Por su parte, Carola Mustelier también había cerrado los ojos y pudo verse en plena madrugada, al finalizar el espectáculo, cuando ya no quedaban clientes, si acaso algún yanqui borracho que como alma en pena todavía deambulaba con su vaso de ron, y ellos, el enorme personal de servicio, recogían mesas, doblaban manteles, levantaban sillas, fregaban montones de cubiertos y platos, barrían los restos de la noche, echaban agua con manguera al por mayor, y comentaban o chismeaban sobre las actuaciones de las estrellas invitadas, o sobre cualquier acontecimiento de turno.
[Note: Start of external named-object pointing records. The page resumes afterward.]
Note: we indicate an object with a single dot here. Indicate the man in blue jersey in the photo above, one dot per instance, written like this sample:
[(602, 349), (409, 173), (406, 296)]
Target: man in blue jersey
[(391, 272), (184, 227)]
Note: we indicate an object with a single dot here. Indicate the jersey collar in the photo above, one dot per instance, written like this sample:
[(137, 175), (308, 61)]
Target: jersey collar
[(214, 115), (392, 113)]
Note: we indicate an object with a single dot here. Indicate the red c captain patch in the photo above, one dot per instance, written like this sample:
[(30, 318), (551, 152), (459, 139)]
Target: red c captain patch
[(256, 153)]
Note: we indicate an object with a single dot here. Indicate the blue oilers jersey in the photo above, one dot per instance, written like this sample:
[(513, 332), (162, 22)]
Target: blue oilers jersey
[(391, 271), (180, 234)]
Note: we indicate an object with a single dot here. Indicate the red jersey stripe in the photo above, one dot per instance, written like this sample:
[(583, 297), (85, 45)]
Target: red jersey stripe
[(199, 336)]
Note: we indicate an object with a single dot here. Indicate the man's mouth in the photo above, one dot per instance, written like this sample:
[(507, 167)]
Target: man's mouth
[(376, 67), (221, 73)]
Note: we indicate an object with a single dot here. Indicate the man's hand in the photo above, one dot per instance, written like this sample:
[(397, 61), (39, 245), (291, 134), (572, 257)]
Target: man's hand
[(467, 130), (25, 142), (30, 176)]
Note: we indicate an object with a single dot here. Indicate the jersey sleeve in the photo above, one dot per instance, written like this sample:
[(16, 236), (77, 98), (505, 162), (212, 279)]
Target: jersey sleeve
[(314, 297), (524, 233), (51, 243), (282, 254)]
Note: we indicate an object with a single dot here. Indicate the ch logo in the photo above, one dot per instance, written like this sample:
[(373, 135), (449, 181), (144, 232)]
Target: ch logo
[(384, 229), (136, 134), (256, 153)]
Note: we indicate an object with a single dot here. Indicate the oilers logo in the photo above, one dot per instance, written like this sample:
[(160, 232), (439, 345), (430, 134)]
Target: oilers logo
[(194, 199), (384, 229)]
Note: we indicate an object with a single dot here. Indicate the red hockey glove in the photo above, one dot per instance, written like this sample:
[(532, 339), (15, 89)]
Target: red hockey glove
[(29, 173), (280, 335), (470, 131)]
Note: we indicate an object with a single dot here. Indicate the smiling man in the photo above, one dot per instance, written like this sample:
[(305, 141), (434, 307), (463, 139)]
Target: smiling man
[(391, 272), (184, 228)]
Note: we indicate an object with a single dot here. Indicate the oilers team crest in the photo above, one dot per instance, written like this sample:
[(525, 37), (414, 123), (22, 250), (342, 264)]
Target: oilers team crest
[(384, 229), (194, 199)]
Podían comentar con cuidado sobre la vida íntima de Martín Fox, el dueño del inmenso cabaré, quien de guajiro pobre en Ciego de Ávila, vendedor de viandas en un carricoche ambulante, había llegado a La Habana a ganarse la vida como jugador de bolita, trampeando a los incautos que encontraba; había comprado Tropicana al empresario Víctor de Correa, bajo la presión de una deuda de noventa y dos mil pesos, después de desafiarlo a cojones para que se largara, ametralladora en mano, jugándoselo todo con esa carta de sangre;
había extraído del Sans Souci al Mago Rodney para que se luciera como coreógrafo; había modificado aquel espacio sin cortar un solo árbol, con ayuda del buen arquitecto Max Borges, quien hizo maravillas como el salón Arcos de Cristal; había sorteado, como pocos empresarios, las presiones de tipos tan peligrosos como Los tigres de Masferrer; había duplicado el sueldo de Nat King Cole, a veinte mil pesos, debido a su calidad y a su éxito de público, una consideración que, entre otras, hizo confesar al gran músico, cierta noche en la

barra, que le gustaba Cuba porque aquí lo trataban como a un blanco; había dejado de ser en pocos años el guajiro Martín Fox para convertirse en un personaje de leyenda, dueño del mejor espectáculo que existía sobre la tierra y del mejor cabaré, siempre rodeado de estrellas, con millones de pesos en su caja fuerte y mucho glamour.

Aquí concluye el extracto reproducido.